Borray, A. (2017). Predicting Student Success with Big Data. EducauseReview. Retrieved from

Chang, W., Cheng, J., Allaire, J.J., Xie, Y. & McPherson, J. (2019). shiny: Web Application Framework for R. R package version 1.3.2.

Mayfield, E., & Rosé, C.P. (2014). LightSIDE: Open source machine learning. In M.D. Shermis and J. Burstein (Eds.), Handbook of Automated Essay Evaluation: Current Applications and New Directions (pp. 124-135). New York: Routledge.

Moskal, B.M., & Leydens, J.A. (2000). Scoring rubric development: Validity and reliability. Practical Assessment, Research, & Evaluation, 7(10).

R Core Team (2019). R: A language and environment for statistical computing. R Foundation for Statistical Computing, Vienna, Austria. URL

Shermis, M.D., & Hamner, B. (2012). Contrasting state-of-the-art automated scoring of essays: analysis. Paper presented at the National Council on Measurements in Education, 2012, Vancouver, BC.

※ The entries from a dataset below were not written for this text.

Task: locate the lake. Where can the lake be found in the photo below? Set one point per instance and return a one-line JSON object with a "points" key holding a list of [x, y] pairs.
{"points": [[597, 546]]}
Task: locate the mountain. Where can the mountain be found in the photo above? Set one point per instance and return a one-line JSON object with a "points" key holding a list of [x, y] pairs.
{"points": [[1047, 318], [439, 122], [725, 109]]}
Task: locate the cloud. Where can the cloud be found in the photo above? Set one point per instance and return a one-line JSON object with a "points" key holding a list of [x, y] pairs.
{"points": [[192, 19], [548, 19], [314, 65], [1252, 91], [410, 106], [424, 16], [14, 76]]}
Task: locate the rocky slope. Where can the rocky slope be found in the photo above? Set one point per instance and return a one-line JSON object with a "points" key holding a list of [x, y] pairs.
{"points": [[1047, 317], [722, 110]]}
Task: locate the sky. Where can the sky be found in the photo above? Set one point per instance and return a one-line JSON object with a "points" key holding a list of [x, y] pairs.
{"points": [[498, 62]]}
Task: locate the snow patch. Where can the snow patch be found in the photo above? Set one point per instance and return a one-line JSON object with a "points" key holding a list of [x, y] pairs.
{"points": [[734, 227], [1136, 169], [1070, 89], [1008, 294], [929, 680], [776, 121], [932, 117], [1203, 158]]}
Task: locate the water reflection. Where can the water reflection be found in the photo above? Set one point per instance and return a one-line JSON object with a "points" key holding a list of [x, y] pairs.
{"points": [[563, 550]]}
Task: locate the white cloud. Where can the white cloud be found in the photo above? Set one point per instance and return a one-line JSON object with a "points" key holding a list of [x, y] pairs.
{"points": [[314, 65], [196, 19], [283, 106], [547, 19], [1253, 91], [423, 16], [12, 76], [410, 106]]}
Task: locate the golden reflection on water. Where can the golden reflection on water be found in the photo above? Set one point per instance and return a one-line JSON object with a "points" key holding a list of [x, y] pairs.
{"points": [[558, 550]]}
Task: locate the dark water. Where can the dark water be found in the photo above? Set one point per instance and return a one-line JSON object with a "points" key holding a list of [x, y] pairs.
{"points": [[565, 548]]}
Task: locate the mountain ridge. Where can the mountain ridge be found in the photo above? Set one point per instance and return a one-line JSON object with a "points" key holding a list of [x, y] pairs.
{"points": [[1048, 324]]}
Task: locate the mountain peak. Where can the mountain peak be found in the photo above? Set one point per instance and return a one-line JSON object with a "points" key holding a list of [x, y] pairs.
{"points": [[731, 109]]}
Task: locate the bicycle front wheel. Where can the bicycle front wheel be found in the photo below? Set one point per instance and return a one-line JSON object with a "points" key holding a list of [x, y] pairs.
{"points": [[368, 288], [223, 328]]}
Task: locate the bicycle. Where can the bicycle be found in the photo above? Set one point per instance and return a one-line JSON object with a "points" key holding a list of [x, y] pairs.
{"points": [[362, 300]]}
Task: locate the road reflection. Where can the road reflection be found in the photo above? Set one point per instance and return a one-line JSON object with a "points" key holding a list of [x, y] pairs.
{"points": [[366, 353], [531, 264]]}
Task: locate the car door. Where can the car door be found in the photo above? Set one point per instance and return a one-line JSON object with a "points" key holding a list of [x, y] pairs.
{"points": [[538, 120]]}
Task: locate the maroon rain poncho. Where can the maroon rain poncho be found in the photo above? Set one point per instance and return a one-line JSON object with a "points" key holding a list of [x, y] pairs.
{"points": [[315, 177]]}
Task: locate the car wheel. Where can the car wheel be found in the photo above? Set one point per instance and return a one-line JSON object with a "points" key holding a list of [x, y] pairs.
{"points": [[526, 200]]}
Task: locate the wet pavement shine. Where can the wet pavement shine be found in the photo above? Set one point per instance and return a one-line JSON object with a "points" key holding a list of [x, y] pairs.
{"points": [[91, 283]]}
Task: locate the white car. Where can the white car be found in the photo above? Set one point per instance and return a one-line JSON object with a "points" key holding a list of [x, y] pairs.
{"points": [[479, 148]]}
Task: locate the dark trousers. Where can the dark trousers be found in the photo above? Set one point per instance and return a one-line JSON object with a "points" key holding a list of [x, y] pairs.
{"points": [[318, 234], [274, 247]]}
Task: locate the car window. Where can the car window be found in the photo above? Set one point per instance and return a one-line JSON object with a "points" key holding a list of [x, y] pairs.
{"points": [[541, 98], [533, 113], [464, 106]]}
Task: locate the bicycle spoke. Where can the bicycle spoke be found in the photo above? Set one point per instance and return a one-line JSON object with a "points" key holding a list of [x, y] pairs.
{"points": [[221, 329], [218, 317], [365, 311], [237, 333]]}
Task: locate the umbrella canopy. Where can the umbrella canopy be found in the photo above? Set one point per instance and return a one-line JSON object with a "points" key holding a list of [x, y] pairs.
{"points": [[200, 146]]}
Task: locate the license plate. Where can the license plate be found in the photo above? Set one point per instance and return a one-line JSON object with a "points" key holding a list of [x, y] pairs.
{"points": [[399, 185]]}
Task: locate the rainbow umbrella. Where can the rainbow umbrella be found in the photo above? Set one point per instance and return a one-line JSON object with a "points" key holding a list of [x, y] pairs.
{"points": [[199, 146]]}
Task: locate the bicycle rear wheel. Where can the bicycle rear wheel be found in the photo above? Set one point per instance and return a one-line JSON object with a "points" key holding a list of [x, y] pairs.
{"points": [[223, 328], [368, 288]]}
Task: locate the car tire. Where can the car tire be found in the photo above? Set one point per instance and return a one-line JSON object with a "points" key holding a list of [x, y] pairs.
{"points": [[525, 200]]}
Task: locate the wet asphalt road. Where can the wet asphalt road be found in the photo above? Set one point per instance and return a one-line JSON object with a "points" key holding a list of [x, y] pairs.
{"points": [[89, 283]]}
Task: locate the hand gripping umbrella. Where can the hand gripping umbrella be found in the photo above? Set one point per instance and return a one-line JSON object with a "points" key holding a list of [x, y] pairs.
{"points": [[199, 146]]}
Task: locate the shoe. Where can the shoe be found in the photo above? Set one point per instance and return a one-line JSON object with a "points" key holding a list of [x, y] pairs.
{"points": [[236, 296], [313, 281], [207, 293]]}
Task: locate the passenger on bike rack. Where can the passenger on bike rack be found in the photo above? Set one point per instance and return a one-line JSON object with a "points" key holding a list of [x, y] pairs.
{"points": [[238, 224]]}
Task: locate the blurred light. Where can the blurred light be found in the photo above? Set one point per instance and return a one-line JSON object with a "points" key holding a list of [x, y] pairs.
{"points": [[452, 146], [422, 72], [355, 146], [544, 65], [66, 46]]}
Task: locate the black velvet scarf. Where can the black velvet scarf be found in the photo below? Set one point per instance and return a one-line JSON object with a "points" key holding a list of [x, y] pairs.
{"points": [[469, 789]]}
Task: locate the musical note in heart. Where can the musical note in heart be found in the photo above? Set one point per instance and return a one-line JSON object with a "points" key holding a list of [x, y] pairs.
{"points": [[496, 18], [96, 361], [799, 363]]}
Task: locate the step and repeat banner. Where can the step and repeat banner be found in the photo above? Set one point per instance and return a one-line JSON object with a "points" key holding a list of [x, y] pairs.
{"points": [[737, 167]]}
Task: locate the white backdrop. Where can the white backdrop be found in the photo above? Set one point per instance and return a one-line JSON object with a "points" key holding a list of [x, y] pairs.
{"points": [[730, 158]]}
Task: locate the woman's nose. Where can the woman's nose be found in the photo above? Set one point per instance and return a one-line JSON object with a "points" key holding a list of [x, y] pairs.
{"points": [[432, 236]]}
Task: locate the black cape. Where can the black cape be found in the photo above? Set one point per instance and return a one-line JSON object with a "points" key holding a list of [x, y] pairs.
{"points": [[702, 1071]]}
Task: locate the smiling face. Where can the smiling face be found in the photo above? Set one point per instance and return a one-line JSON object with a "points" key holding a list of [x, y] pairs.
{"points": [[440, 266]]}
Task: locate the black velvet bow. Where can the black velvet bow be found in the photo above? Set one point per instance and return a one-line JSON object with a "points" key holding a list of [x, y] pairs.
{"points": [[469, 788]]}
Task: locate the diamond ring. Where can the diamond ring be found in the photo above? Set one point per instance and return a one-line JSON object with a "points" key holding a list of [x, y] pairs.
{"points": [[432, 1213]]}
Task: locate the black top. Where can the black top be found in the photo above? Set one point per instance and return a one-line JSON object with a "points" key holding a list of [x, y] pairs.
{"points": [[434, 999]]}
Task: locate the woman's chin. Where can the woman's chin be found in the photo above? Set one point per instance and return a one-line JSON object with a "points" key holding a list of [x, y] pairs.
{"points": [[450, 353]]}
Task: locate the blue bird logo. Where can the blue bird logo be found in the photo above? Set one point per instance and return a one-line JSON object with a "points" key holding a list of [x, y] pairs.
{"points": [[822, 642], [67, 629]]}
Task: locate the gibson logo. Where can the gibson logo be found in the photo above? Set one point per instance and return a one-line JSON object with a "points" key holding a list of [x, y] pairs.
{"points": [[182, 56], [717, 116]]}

Venables, W. N. & Ripley, B. D. (2002), Modern Applied Statistics with S. Fourth Edition. Springer, New York.

Appendix A: Essay Prompt and Rubric

Essay Prompt

Censorship in the Libraries

“All of us can think of a book that we hope none of our children or any other children have taken off the shelf. But if I have the right to remove that book from the shelf – that work I abhor – then you also have exactly the same right and so does everyone else. And then we have no books left on the shelf for any of us.” –Katherine Paterson, Author

Write a persuasive essay to a newspaper reflecting your vies on censorship in libraries. Do you believe that certain materials, such as books, music, movies, magazines, etc., should be removed from the shelves if they are found offensive? Support your position with convincing arguments from your own experience, observations, and/or reading.